Longarm glanced up at the outlaw, then furrowed his brow with disapproval because he wasn’t about to let Ford Oakley in on Bert’s secret. “Bert,” he said, “I’m afraid this ore is worthless iron pyrite.”

“No!” Bert cried, snatching back the samples, head wagging back and forth. “Marshal, you’re wrong!”

“I wish that I was,” Longarm said with a sad shake of his head. “But that’s not the case. Sorry.”

“You have to be wrong!” Bert cried, looking as if he was going to fall to pieces.

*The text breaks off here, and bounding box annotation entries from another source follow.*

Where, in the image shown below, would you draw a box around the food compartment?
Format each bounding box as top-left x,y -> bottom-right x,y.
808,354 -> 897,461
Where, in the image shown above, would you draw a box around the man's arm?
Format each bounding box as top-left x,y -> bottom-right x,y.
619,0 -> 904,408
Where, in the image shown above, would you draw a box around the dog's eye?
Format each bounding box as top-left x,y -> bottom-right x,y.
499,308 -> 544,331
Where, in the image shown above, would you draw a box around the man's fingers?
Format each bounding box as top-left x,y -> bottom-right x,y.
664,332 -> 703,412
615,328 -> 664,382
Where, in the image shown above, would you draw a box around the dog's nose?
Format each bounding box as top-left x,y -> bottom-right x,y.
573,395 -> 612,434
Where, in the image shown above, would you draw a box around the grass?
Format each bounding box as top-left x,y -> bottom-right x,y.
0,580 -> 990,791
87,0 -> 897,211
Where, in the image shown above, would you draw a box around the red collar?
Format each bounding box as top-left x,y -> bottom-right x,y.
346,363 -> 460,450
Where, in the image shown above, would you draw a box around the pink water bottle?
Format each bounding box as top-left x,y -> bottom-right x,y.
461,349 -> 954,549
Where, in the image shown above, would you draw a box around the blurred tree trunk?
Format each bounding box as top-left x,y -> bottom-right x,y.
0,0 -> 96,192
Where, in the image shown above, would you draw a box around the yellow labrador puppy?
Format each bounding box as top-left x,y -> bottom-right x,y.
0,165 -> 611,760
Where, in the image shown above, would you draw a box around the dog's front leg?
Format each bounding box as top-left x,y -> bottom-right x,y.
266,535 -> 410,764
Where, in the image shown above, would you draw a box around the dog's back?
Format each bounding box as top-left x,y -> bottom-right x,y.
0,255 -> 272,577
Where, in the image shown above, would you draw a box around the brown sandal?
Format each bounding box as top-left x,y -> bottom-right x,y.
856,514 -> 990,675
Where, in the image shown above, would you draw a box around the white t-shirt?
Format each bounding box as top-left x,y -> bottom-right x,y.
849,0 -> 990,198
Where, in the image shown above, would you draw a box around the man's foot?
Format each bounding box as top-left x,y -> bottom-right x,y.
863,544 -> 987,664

“I’m not,” Longarm said, climbing onto the lead horse and jamming his boots into the stirrups. “You’ve got a wagon, a few dollars, and two good weapons. So load up whatever you can, hitch those Missouri mules, and leave this lonesome country behind.”

Bert looked crushed and he sobbed, “But I … I was so sure that I’d struck it rich!”

“I’m sorry,” Longarm consoled. “But if it’s any help, I do have a friend in Elko that will give you a good price for that wagon and your livestock. Are you interested?”

“Guess so,” Bert mumbled, staring at his ore samples with a dazed expression. “Got a pencil and paper in that cabin?”

“Yeah.”

“Get them,” Longarm ordered.

When Bert staggered away, Oakley snorted, “What a gawddamn fool! I thought anyone knew the difference between real gold and fool’s gold.”